Since embellishing credentials is one of the top reasons applications are rejected, it’s important, to be honest about your history and skill set.
Poor credit history
It’s not common for employers to run a credit check unless you are applying for a position dealing with finances. In this case, large amounts of debt, bankruptcies, or bad credit scores could cause you potential trouble. If you’re irresponsible with your personal finances, why would you be different from company finances?
Bad driving record
Again, many employers don’t care about your driving record unless it’s a job where you will be operating a company vehicle. In this case, any offenses on your driver’s abstract become important.

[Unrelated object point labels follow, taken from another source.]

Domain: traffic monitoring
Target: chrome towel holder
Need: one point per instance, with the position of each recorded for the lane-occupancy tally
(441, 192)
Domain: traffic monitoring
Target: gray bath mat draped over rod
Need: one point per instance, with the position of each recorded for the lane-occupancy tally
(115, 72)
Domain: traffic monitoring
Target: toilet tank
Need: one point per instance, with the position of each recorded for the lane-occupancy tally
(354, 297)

A few minor offenses like speeding or parking tickets are not likely to hurt your chances. Major offenses like DUIs, will. If you have charges like this on your driving (or criminal) record, divulge it ahead of time and thoroughly explain the circumstances of the offense.
Social media posts
There’s a good possibility that your potential employer will scan through your social media accounts. If your posts contain violent, explicit, discriminatory, or illegal material, it’s a huge red flag. Exercise caution when liking and commenting too. This activity is still highly visible and gives good insight into your character.
Inaccurate background checks
While it doesn’t happen often, sometimes background checks fail because of inaccurate information. Public records can occasionally contain errors, or sometimes the records are for someone else with the same name.
If you think your background check contains an error, you can re-run it yourself or appeal the failure. We will explain this option further on.
Fixing a failed background check
Know your rights
You are entitled to be informed that you’ve failed a background check, who the check was run through, and how to contact the agency that performed it. Background checks can be conducted through government agencies or through a public background check website.
You also have the right to copy the reports produced and dispute any findings you consider to be inaccurate.
Know company policy
It’s important to know what the potential consequences are of your failed background check. Some companies automatically disqualify you, whereas others will allow you to explain the failure. Others still will determine the course of action on a case-by-case basis depending on the nature of the results.
Order a background check on yourself
If you failed an employer background check, it could be worth running on of your own to see if you get the same information. It will give you the opportunity to make sure there is no errors present and that the employer has the correct information.
Your chances of passing are significantly higher if you disclose any negative information upfront. Past mistakes are forgivable, but lies aren’t. Honesty is always the best policy.
Ask for an opportunity to explain
If you’re not given one, ask to explain the discrepancies on your background check, especially if it’s a minor one, like a resume inconsistency. Regardless of the reason for failure, arguing your case can’t hurt.
Appeal the background check
You have the right to appeal the check if you feel it contains inaccurate information. You’ll need to know exactly what information is wrong, where it came from, and provide documented proof that it’s false.
The best way to start the process is to run a background check on yourself and build your case from there. The appeal will be with the agency that ran the check rather than your employer. While it can be an arduous process, correcting the errors attached to your name will be worth it.